A nuclear Iran is a terrible idea. The current Iran regime is one of the most aggressive and most successful when it comes to state-sponsored terrorism. I’m not being alarmist here, just practical. History has taught us that bad things happen when extremists are in charge. Mussolini, Hitler, Mugabe, al-Assad, Kim Jong-il, Khamenei, none of these guys are shining examples of people you want to trust or negotiate with.
The deal with Iran is a mistake. An important question to ask American leadership is, “What is America’s current long-term strategic plan in the Middle East, and how does a nuclear Iran fit in?” Cue the crickets.
Regardless of whether we should have been in Iraq the second time around, we were there and we owed it to the Iraqi people (and the Kurds) to see it through. Instead, Obama pulled out and surrendered our queen to Iran, leaving the region ripe for ISIS’s picking and with Iran firmly in charge of the Middle East chessboard. America will also leave Afghanistan with the Taliban firmly in charge. “Epic fail” comes to mind, and any fifth grader could analyze the situation in Afghanistan and Iraq, count to over a trillion taxpayer dollars, add up the loss of American life, and tell you these were two very bad plans poorly executed by two American presidents.
We are in one of the longest periods of sustained combat operations in the history of America, and it has taken its toll on the soul of this country. Civil and political liberties have been tossed aside in the name “patriotism.”
“Although September 11th was horrible, it didn’t threaten the survival of the human race, like nuclear weapons do.”—Stephen Hawking
Citing the current deal with Iran as a win for Obama is like America spiking the football after dropping two atomic bombs on Japan; it’s ludicrous, and both situations are no-win for humanity.
Something we keep hearing throughout this negotiation is the idea that Iran wants to build their nuclear capabilities exclusively “for peaceful applications.” In other words, for nuclear energy production, not for weapons. This is the international-diplomacy version of saying, “I buy Playboy magazine for the articles.” There is only one sane response to both claims: “Uh-huh. Sure you do.”
And even if Iran were going to build a nuclear program purely for energy production, my response would be, “And just how the hell is that supposed to be a good thing?”
We live in the 21st century. This is a time in history when America and the free world should be looking for less risky, more sustainable energy sources as alternatives to nuclear energy. Instead, we find Secretary Kerry negotiating with state sponsors of terror to give them their own nuclear capability and calling it a win when it’s three steps backward for humanity.
If America wants to display exemplary leadership, then we should inform the rest of the world that we are leading a global coalition to dismantle all nuclear weapons, for good, forever. America would also be wise to look at Germany’s plan to get rid of nuclear energy as a power source by 2022. Chernobyl and Fukushima are excellent examples of the extreme downside of the expensive energy source. (You don’t see anybody running for the hills in “Walking Dead” fashion when a solar or wind turbine farm goes down.) The amount of money needed to build, maintain, and secure nuclear facilities is staggering (just look at the U.S. Department of Energy’s $12.6B annual budget), and I don’t see the long-term return on investment.

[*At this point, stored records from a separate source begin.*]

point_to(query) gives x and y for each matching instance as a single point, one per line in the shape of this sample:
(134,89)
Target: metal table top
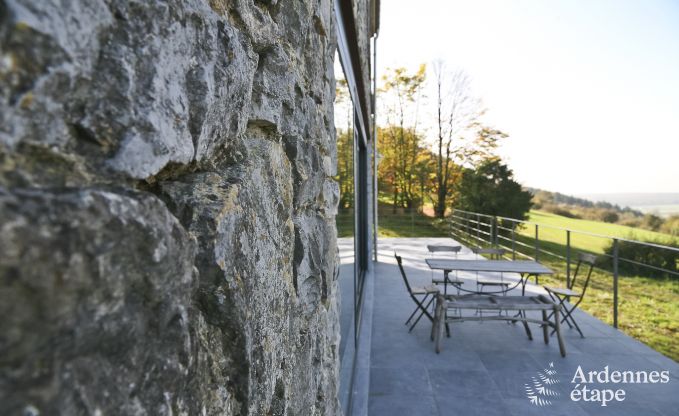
(506,266)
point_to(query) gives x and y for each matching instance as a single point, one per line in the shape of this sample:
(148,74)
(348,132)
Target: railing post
(615,282)
(568,258)
(537,244)
(478,228)
(495,232)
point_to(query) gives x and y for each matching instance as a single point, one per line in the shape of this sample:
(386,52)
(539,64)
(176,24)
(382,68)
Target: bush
(609,216)
(640,253)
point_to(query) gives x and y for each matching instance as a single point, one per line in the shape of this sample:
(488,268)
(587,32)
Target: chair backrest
(495,253)
(588,260)
(403,273)
(437,249)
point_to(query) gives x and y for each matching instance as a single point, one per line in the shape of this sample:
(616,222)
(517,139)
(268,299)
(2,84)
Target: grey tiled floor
(483,366)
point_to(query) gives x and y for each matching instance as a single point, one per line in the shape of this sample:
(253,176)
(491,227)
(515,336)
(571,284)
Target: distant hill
(654,212)
(635,199)
(663,204)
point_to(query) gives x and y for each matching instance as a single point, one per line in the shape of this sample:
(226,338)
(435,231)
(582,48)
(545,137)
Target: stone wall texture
(167,238)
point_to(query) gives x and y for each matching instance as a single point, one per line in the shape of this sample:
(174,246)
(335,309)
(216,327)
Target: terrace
(483,366)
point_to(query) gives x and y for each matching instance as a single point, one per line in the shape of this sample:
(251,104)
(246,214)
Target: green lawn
(648,308)
(584,242)
(390,224)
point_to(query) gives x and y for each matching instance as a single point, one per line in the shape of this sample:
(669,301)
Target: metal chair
(455,281)
(563,295)
(427,294)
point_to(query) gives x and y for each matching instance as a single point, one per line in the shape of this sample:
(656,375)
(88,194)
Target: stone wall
(167,238)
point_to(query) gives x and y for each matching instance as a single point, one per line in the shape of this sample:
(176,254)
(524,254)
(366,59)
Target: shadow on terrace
(484,367)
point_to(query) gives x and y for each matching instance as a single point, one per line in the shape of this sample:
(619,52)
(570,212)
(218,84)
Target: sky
(588,90)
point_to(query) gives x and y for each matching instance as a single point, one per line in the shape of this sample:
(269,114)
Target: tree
(402,95)
(461,138)
(490,189)
(345,145)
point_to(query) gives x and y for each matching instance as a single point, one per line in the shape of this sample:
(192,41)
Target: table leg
(525,325)
(557,327)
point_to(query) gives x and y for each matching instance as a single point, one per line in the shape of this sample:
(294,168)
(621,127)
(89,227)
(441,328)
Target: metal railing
(522,239)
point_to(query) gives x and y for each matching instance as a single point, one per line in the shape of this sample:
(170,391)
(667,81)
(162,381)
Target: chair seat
(493,282)
(451,281)
(562,291)
(425,290)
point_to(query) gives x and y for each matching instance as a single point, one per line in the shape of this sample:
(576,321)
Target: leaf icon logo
(538,391)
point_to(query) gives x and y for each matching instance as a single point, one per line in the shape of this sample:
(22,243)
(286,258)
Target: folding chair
(564,295)
(429,295)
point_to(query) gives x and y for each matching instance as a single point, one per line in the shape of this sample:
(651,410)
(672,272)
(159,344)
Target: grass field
(648,308)
(393,224)
(585,242)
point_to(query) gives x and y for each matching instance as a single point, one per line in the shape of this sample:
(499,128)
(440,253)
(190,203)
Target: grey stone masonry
(167,208)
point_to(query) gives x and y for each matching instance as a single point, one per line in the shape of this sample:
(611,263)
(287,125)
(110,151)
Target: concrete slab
(483,367)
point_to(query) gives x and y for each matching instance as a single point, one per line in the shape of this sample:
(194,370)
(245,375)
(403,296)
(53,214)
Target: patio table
(499,303)
(525,269)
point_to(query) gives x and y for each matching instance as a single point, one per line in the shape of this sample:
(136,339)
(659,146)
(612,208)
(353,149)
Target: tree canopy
(490,189)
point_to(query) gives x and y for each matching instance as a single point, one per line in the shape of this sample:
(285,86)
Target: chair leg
(557,328)
(525,325)
(423,312)
(568,316)
(417,308)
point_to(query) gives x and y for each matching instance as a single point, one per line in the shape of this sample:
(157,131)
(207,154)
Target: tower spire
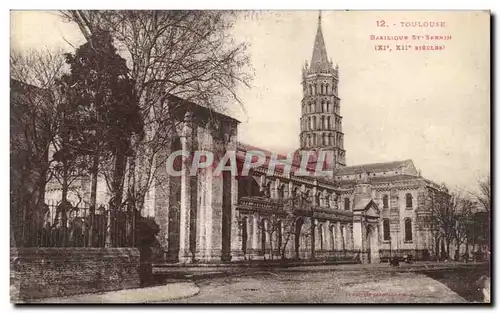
(319,58)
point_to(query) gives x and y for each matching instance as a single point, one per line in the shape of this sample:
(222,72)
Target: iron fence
(72,225)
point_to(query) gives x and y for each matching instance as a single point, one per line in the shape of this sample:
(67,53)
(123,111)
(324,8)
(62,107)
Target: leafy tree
(101,112)
(34,124)
(188,54)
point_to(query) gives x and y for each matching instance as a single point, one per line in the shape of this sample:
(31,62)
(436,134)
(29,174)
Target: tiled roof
(372,168)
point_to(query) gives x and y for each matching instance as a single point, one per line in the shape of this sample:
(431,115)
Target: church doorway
(298,228)
(372,244)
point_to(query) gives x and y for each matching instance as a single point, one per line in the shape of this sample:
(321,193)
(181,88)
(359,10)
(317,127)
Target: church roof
(373,168)
(319,57)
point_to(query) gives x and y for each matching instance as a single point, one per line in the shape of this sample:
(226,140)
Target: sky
(429,106)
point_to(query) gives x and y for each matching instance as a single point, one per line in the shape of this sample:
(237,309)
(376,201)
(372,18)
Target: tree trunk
(457,252)
(117,196)
(93,197)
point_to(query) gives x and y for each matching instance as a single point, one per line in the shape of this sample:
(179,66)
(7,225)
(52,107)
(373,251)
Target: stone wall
(55,272)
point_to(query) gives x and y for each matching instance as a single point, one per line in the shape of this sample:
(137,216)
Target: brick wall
(54,272)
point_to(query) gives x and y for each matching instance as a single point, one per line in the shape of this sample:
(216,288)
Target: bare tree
(484,195)
(34,126)
(447,218)
(188,54)
(462,230)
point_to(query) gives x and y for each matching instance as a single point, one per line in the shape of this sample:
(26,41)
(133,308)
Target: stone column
(338,237)
(357,232)
(236,231)
(254,236)
(375,247)
(327,236)
(184,231)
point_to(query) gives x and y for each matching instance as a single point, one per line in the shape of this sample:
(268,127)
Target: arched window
(385,201)
(342,234)
(244,235)
(281,192)
(263,226)
(332,237)
(347,204)
(387,229)
(316,199)
(409,201)
(320,231)
(279,235)
(408,230)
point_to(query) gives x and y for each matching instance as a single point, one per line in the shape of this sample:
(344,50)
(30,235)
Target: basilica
(361,213)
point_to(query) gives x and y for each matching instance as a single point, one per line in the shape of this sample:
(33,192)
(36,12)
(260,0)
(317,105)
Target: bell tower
(321,123)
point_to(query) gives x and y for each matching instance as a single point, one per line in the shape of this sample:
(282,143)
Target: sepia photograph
(257,157)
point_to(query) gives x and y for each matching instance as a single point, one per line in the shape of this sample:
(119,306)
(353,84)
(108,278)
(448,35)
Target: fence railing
(56,225)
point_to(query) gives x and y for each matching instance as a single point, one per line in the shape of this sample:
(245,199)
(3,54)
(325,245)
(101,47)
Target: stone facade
(56,272)
(362,213)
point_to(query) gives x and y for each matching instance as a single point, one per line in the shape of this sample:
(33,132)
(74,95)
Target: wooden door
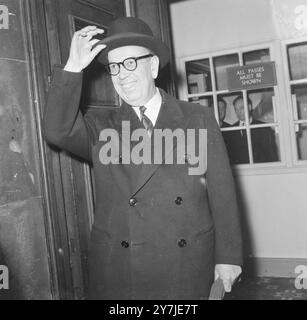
(69,179)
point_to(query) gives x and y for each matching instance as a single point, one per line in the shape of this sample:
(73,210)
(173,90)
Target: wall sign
(253,76)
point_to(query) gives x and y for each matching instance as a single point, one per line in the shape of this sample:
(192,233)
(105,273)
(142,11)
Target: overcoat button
(125,244)
(132,202)
(182,243)
(178,200)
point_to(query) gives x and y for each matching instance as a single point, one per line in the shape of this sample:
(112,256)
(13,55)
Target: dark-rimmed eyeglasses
(129,64)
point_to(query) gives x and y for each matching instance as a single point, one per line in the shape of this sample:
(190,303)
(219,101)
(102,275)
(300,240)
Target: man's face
(239,108)
(135,87)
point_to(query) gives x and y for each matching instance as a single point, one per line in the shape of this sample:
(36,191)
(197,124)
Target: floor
(266,288)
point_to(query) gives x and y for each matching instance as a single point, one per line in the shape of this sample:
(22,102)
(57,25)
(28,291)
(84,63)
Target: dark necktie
(146,121)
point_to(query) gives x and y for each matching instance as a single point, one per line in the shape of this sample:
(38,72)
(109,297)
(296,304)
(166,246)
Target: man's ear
(154,66)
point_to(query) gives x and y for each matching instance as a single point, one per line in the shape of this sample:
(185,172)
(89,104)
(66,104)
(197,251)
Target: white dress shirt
(152,107)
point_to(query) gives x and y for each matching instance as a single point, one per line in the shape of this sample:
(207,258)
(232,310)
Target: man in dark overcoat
(160,230)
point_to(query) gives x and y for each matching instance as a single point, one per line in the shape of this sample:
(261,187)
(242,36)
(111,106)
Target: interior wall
(22,234)
(274,205)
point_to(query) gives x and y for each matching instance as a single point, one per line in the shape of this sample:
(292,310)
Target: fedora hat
(130,31)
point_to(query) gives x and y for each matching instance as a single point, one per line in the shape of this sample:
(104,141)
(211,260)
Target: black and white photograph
(153,153)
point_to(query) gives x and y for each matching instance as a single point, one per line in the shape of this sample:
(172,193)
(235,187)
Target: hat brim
(133,39)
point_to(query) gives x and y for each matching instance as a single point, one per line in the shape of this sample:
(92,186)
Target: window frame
(302,164)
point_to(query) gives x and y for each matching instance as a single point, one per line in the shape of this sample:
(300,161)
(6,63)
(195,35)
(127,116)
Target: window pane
(256,56)
(262,108)
(236,144)
(265,145)
(205,101)
(301,140)
(220,66)
(198,76)
(297,56)
(300,95)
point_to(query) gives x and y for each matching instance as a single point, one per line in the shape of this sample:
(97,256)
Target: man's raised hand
(81,53)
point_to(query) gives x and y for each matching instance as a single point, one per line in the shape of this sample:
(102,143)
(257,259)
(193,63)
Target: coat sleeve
(63,123)
(222,197)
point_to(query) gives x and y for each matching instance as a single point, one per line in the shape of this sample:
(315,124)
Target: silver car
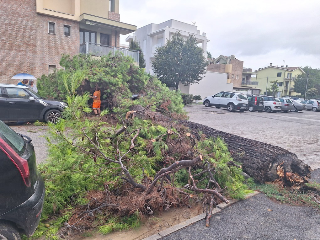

A world where nuclear weapons still exist is not a world I wish upon my own children and future generations of America. The thought that we still have weaponized nuclear warheads in America, and would be willing to deploy them today, killing hundreds of thousands of innocent people, is pure insanity to me.
And making a deal with a country like Iran to further their nuclear capacity? That’s just fucking crazy.